Qwen3.5-2B Fine-Tune: RAG-Engram Boosts Accuracy 50% to 93%

Fine-tuning approach for improved RAG performance

A developer has created a fine-tuned version of Qwen3.5-2B that addresses the 'lost in the middle' phenomenon and hallucinations in small language models when context windows are saturated with approximately 8K tokens of retrieved data.

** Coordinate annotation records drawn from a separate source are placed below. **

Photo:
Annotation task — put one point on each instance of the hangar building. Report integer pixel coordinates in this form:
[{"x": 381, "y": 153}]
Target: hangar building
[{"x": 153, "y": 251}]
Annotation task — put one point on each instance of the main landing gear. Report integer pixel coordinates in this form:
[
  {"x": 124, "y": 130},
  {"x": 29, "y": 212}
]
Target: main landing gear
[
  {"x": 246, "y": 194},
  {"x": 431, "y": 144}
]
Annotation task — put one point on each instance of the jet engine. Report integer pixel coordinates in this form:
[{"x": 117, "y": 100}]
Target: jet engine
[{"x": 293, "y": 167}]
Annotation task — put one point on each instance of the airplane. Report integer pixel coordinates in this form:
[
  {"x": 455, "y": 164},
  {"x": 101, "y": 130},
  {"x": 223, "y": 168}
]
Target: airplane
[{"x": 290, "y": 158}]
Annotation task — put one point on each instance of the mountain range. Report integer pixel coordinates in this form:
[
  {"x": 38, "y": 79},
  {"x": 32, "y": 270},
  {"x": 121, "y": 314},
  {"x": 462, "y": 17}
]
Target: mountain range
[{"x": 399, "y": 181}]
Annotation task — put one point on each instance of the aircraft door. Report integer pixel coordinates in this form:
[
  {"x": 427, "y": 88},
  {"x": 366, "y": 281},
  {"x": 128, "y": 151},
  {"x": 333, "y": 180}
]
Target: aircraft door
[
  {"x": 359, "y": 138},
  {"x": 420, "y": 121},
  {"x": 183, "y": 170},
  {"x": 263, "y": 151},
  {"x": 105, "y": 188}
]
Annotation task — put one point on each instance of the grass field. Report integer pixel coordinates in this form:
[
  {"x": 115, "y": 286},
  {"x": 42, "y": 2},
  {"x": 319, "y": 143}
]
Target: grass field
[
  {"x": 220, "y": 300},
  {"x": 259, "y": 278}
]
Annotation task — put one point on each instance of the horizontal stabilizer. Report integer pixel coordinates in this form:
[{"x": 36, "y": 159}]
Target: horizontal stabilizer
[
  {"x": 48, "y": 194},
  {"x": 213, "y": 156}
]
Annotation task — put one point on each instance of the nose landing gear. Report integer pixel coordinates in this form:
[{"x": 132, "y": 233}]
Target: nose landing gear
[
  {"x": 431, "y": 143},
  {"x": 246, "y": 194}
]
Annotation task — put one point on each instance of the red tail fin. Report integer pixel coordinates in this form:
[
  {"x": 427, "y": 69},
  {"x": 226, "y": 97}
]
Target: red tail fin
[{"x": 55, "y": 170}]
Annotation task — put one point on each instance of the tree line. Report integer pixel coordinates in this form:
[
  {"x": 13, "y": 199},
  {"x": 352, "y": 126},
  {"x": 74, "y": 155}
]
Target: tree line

The custom architecture, called RAG-Engram, improved correct answers at 8K tokens from 50% to 93% across 14 real-world queries.

Architecture details

The RAG-Engram system is a two-level system built around Qwen3.5-2B's hybrid Gated DeltaNet architecture:

Level 1 — Static Engram Table: 135K pre-computed entity embeddings (Indian proper nouns, government schemes, Hindi phrases, financial terms) stored in CPU RAM. This frees up the model's attention from having to reconstruct known entities.
Level 2 — Dynamic Chunk Navigation: At inference time, a lightweight spaCy extractor (~15MB) scans retrieved chunks, builds a pointer map of where key entities appear, and generates an attention bias matrix. This gets added to Q·K^T scores before softmax at layers 3 and 15 (the full-attention layers in the hybrid architecture — the other 18 layers are Gated DeltaNet which don't have softmax attention).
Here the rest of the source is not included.